I have one of these kits in each front seat. They hold pressure really well. I will periodically adjust the support in the driver's seat just to give my back a change of position.


----------



## boraz (Aug 29, 2013)

Blasirl said:


> Does anyone know which kit fits the Cruze? Part Number 250-1453: 12.25" x 9.25" or Part Number 250-1454: 10.25" x 9" or Part Number 250-1752: 11" x 9"
> I saw one recommendation for the "medium" kit, but not sure whichis which. And what type should we use, the front mount or the rear mount?
> ​http://www.rostra.com/comfortseat-automotive-lumbar-support-by-rostra.php


rear mount.

i used 1453 in mine

ts used medium size
obermd used a size that he didnt specify(or i didnt notice)


----------



## obermd (Mar 3, 2012)

Both mine are rear mount. I have no idea the size.


----------



## Blasirl (Mar 31, 2015)

boraz said:


> rear mount.
> 
> i used 1453 in mine
> 
> ...


So does yours seem to be the appropriate size? Would you want it smaller? I am 6' 190 lbs and I have the steering wheel all the way out and down and the seat pushed all the way back if any of that helps.


----------



## boraz (Aug 29, 2013)

Blasirl said:


> So does yours seem to be the appropriate size? Would you want it smaller? I am 6' 190 lbs and I have the steering wheel all the way out and down and the seat pushed all the way back if any of that helps.


i think its the right size...

vid of my seat being filled with air and can see the seat bulging https://www.youtube.com/watch?v=jr2biUdrRvk

if you look at the seat, i ordered the size that fills in the seat between the side bolsters....dont see the point of only some of the seat (width wise) having the bladder inflate...dont know how different the seats are in different cruzes.

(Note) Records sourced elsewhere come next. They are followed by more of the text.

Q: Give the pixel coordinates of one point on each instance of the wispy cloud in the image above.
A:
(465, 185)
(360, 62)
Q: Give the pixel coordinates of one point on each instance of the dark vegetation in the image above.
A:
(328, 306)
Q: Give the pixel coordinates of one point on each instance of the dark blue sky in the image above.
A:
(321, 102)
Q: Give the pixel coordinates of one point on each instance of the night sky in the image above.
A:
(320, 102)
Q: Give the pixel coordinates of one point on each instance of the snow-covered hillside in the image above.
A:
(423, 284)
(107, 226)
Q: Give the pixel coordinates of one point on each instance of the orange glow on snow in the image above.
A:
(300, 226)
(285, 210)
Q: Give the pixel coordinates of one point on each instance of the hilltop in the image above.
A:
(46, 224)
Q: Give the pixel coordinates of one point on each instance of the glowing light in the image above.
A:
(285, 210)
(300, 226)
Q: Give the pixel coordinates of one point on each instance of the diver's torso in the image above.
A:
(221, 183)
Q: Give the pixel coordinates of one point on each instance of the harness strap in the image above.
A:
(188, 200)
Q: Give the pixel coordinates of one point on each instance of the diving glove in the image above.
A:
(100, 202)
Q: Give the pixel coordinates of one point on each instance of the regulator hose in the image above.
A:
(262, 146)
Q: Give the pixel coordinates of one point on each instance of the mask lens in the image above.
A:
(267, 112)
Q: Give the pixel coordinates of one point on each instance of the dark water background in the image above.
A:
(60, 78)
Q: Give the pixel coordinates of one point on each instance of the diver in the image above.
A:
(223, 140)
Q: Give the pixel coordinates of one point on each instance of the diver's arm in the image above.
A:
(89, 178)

im 5'10 but longer in legs than torso...have seat waaaaaaaay back, but i dont think that matters, everybodys lower back is gonna be in the same spot in the seat.


----------



## Blasirl (Mar 31, 2015)

boraz said:


> i think its the right size...
> 
> vid of my seat being filled with air and can see the seat bulging https://www.youtube.com/watch?v=jr2biUdrRvk
> 
> ...


Good video, looks like you have leather seats. Mine are cloth, but in the back of my head the leather guy is calling. How are they in the summer / winter?


----------



## boraz (Aug 29, 2013)

Blasirl said:


> Good video, looks like you have leather seats. Mine are cloth, but in the back of my head the leather guy is calling. How are they in the summer / winter?

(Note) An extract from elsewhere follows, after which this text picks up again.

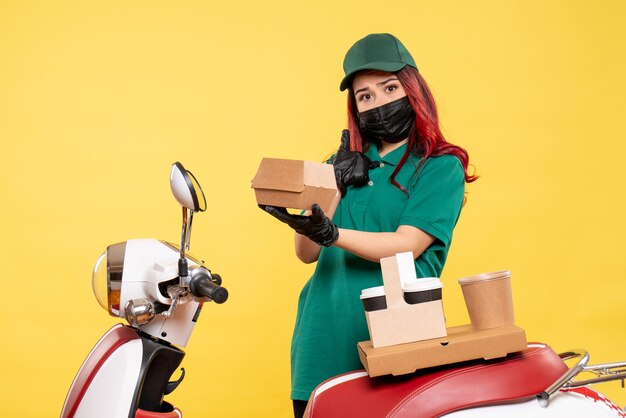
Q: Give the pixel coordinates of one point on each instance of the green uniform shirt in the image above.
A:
(331, 320)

as a rule i prefer leather over cloth

i like the cruze seats, theyre comfy for my 400 mile drive to work, i didnt try any other cruzes or their seats so cant compare...i spend more time in my tanker truck that has leather, and lumbar and 2 other back bladders and bolster bladders and seat bladders.

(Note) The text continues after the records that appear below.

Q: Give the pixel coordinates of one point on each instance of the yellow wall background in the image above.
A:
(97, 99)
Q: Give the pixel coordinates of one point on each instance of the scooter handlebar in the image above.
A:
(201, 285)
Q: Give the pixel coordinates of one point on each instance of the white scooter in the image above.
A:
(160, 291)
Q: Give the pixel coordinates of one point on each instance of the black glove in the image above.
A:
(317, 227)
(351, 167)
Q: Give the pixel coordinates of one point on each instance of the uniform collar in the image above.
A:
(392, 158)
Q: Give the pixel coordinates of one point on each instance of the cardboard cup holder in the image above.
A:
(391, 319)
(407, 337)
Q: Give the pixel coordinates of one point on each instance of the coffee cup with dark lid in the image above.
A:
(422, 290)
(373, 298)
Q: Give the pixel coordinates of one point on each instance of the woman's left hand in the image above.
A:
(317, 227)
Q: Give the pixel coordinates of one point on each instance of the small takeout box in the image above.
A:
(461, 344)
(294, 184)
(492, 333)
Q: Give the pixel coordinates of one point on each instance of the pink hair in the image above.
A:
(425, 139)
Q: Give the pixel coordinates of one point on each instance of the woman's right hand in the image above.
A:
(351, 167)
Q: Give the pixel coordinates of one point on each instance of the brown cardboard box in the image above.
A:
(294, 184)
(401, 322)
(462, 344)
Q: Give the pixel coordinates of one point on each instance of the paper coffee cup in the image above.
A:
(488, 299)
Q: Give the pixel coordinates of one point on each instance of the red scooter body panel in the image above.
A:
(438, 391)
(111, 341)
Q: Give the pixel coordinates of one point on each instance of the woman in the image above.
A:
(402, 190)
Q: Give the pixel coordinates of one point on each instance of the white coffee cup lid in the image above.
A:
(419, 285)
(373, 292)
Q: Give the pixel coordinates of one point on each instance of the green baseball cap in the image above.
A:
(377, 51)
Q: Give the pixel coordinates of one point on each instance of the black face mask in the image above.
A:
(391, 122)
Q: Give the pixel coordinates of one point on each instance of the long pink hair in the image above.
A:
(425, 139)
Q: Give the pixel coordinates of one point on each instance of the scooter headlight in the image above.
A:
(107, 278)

both get -40 in winter and 90+ in the summer, still prefer leather over cloth


----------



## Rorence (May 6, 2017)

After reading the whole post, I have learned more about this topic. Thank you so much.


----------



## sleepyzzz (Nov 2, 2018)

anyone know if the fog light group buy is still being honored?


----------



## Iamantman (Sep 24, 2018)

Hey @XtremeRevolution do you know if there is a similar lumbar kit for the gen2 Cruze? I'd kill for this in my car as I feel the same way about it being one of the key lacking features.


----------